I watch him closely in the rear-view mirror. It is impossible to say why he is here. Is it part and parcel of the complex business of coming up in the world? Or is it because he believes that God himself is present here at the corner of Elysian Fields and Bons Enfants? Or is he here for both reasons: through some dim dazzling trick of grace, coming for the one and receiving the other as God’s own importunate bonus? It is impossible to say.I've never connected so much with a book before. Honestly, I am cut from the same cloth as Binx Bolling. I feel the shallowness all around me - I swim in it and breathe it in and out all day long. I am just as lost in the numb haze as Binx Bolling.
We come to that overarching metaphysical question which weighs upon Binx's readers - is there escape? Is it possible that the bomb has dropped? Is it possible that we can be shaken out of our malaise and into the real human existence we were always meant for? At first I was tempted to answer that no, the bomb hasn't fallen and this malaise is just an affliction of our sinfulness. The more I think about it, though, the more I believe that the bomb did drop two thousand years ago and all of us simply need to crawl out of our holes by the grace of God and start seeing ourselves as ourselves and "living merrily as children."
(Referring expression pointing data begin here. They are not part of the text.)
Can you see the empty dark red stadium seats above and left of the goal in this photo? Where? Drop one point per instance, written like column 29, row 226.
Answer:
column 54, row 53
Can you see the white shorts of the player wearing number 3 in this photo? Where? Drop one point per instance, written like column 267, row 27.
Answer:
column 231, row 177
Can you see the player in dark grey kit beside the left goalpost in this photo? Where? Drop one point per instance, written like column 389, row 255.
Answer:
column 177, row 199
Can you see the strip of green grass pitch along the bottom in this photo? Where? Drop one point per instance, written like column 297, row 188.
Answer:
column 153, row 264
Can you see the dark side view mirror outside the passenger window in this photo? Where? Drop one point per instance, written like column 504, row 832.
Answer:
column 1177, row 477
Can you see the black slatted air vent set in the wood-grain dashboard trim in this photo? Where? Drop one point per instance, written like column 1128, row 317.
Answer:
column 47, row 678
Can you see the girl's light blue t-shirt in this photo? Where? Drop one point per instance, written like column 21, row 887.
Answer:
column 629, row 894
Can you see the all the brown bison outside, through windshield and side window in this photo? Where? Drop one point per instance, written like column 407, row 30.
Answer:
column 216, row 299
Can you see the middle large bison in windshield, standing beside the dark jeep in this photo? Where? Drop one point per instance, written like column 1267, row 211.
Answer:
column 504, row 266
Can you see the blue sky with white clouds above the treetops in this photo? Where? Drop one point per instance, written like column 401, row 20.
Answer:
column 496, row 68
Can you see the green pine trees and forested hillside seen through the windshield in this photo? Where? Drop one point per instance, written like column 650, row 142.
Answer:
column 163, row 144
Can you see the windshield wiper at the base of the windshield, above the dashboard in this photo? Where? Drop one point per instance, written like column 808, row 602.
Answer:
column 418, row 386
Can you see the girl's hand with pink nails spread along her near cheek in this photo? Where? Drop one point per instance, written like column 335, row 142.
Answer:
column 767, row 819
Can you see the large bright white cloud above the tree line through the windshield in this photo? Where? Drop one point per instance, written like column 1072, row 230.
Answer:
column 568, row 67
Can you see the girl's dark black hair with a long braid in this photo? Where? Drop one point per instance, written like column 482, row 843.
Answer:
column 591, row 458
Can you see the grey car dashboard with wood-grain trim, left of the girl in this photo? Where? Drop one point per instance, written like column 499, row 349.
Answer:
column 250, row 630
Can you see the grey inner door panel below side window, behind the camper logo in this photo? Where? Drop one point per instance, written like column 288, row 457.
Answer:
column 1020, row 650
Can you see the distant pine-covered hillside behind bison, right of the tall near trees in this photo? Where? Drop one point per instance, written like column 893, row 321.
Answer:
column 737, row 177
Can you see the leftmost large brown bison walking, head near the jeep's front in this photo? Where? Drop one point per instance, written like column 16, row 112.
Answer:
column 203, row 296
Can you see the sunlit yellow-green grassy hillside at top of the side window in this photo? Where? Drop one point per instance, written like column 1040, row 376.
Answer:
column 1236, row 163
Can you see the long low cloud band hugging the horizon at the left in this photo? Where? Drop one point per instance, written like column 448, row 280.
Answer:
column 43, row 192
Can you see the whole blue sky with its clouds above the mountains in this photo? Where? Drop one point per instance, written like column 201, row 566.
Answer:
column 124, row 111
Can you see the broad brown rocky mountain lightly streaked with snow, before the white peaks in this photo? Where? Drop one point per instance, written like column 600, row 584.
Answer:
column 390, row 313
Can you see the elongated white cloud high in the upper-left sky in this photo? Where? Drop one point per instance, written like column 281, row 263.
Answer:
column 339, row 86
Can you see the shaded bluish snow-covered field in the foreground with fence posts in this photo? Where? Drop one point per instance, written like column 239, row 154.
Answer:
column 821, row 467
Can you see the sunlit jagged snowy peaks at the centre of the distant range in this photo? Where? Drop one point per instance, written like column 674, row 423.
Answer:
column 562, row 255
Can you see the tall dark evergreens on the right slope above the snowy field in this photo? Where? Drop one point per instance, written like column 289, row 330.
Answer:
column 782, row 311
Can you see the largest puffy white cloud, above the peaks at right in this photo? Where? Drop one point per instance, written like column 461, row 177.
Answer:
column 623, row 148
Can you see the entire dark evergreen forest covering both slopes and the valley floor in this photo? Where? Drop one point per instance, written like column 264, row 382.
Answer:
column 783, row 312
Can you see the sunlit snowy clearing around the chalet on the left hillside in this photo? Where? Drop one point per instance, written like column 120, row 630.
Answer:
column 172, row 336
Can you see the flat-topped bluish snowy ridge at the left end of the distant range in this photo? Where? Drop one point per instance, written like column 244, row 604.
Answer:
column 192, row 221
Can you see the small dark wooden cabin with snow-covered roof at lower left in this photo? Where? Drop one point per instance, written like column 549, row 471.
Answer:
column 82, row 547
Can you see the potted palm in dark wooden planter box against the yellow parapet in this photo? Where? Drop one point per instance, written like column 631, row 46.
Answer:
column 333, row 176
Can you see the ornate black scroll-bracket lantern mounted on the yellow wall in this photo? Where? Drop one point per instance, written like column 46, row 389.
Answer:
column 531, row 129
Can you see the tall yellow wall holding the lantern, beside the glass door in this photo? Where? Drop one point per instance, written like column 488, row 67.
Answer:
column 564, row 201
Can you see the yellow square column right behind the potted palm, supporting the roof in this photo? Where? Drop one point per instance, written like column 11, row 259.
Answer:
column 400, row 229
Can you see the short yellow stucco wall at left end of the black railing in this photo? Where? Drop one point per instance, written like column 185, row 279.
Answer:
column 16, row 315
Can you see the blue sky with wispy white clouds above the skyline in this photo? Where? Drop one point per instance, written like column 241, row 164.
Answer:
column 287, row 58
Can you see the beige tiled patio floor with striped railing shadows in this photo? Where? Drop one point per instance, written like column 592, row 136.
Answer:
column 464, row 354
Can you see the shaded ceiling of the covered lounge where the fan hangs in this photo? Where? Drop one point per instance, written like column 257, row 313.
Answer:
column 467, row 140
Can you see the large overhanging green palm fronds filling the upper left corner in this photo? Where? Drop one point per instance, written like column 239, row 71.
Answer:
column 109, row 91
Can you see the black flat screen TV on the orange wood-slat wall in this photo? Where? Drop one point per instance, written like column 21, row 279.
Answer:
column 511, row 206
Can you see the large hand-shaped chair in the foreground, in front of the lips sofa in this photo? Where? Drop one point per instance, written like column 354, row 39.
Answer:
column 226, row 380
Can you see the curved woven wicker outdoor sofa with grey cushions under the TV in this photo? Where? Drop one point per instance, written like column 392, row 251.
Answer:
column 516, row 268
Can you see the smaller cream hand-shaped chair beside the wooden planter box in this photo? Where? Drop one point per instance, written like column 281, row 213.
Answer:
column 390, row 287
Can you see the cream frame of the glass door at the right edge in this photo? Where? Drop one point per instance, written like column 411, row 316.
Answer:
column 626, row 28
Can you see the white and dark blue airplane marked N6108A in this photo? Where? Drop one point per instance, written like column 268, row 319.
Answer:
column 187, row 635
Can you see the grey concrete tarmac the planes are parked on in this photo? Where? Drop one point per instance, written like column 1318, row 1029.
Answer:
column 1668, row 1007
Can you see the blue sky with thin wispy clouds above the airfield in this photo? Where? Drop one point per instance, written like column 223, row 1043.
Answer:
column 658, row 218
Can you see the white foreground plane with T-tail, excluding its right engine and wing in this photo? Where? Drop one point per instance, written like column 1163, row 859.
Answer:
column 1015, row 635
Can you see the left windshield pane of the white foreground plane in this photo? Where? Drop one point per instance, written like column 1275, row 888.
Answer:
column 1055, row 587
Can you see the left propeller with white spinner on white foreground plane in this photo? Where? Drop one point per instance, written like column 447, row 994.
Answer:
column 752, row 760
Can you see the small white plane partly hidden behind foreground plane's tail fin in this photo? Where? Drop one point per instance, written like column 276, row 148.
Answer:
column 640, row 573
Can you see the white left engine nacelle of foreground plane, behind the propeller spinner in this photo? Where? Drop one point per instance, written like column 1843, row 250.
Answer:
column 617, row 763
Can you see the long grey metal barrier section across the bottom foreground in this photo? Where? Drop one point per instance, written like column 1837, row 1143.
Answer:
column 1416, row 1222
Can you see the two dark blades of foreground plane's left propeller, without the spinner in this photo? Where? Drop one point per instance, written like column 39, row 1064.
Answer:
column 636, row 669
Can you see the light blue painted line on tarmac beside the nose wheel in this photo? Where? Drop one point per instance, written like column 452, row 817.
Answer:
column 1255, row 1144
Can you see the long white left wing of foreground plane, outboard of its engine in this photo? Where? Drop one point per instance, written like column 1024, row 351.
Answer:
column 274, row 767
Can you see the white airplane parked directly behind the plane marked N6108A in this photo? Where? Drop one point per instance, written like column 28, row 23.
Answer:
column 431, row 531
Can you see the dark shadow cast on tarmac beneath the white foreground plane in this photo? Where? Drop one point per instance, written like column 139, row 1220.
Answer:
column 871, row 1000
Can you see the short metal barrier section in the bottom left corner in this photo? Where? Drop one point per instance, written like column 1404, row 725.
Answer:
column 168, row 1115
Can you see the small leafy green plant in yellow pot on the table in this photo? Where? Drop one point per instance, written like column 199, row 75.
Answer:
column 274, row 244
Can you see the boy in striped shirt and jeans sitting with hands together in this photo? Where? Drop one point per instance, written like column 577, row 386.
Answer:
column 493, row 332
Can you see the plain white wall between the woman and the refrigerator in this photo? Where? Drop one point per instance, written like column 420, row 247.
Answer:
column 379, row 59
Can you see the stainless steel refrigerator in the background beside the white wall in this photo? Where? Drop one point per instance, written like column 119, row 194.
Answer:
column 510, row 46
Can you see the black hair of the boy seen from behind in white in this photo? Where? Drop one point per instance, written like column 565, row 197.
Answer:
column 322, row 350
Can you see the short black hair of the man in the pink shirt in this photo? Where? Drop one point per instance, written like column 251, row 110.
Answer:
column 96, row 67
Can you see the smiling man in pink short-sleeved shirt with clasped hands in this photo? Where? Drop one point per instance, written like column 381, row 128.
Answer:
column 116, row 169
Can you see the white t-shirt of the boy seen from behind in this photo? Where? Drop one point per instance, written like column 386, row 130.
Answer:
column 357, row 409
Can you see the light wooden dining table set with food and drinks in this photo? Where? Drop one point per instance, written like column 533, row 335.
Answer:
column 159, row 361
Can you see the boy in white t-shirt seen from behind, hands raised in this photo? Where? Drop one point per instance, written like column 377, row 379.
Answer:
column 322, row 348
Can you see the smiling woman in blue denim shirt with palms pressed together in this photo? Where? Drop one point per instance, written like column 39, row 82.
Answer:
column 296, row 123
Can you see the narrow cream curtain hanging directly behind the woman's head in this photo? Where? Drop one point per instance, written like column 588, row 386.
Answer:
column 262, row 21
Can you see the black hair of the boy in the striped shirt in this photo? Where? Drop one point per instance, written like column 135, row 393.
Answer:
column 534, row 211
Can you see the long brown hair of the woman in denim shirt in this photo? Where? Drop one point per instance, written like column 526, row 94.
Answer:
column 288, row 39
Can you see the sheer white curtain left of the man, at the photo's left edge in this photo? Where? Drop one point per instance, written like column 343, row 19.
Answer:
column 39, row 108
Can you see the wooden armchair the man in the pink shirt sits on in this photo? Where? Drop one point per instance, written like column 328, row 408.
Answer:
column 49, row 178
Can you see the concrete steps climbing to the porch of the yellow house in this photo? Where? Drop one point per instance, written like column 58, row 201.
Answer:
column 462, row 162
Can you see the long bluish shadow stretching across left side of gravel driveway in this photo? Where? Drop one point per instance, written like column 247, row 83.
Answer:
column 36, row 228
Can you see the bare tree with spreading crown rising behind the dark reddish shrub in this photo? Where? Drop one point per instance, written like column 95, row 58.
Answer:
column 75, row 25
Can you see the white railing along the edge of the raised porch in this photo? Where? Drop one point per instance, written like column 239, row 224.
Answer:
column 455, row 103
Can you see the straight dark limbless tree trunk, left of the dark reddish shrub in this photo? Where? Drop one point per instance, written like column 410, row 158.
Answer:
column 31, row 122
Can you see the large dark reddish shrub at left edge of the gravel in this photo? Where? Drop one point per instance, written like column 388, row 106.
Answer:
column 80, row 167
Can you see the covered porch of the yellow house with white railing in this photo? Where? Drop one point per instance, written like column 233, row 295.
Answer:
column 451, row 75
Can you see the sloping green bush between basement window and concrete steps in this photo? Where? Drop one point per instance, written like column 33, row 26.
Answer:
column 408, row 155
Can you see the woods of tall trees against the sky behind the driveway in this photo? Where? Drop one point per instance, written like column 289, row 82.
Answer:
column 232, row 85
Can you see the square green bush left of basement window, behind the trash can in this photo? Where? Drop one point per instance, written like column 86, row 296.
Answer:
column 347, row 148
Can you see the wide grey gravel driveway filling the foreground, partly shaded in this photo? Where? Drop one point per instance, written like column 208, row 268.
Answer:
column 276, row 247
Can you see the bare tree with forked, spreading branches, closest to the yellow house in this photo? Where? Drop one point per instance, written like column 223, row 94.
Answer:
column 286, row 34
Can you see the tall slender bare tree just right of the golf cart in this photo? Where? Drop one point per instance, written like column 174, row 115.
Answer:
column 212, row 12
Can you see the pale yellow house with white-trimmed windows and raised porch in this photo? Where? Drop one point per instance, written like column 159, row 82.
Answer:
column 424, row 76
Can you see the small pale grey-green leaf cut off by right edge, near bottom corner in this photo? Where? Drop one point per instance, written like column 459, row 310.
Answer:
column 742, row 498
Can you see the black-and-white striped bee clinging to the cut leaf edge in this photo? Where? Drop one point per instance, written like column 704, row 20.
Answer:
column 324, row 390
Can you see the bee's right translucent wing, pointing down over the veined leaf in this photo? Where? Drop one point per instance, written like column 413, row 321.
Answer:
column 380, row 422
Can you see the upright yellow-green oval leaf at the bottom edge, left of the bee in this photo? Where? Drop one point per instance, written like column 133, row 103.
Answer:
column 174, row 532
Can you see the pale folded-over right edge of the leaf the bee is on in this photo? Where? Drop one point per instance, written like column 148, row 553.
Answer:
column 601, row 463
Favorite One-Liners from The Moviegoer:
"My aunt likes to say she is an Episcopalian by emotion, a Greek by nature and a Buddhist by choice."
"This Midwestern sky is the nakedest loneliest sky in America. To escape it, people live inside and underground."
"As for hobbies, people with stimulating hobbies suffer from the most noxious of despairs since they are tranquillized in their despair."
[You can get an old used copy of the book delivered to your door from Amazon for $4.00 total, or delivered to your Kindle for $4.99]
I have not read the book but I seem to recall there is a connection between the book and the 1973 Howard Johnson's massacre by Mark Essex in New Orleans. Anything to this?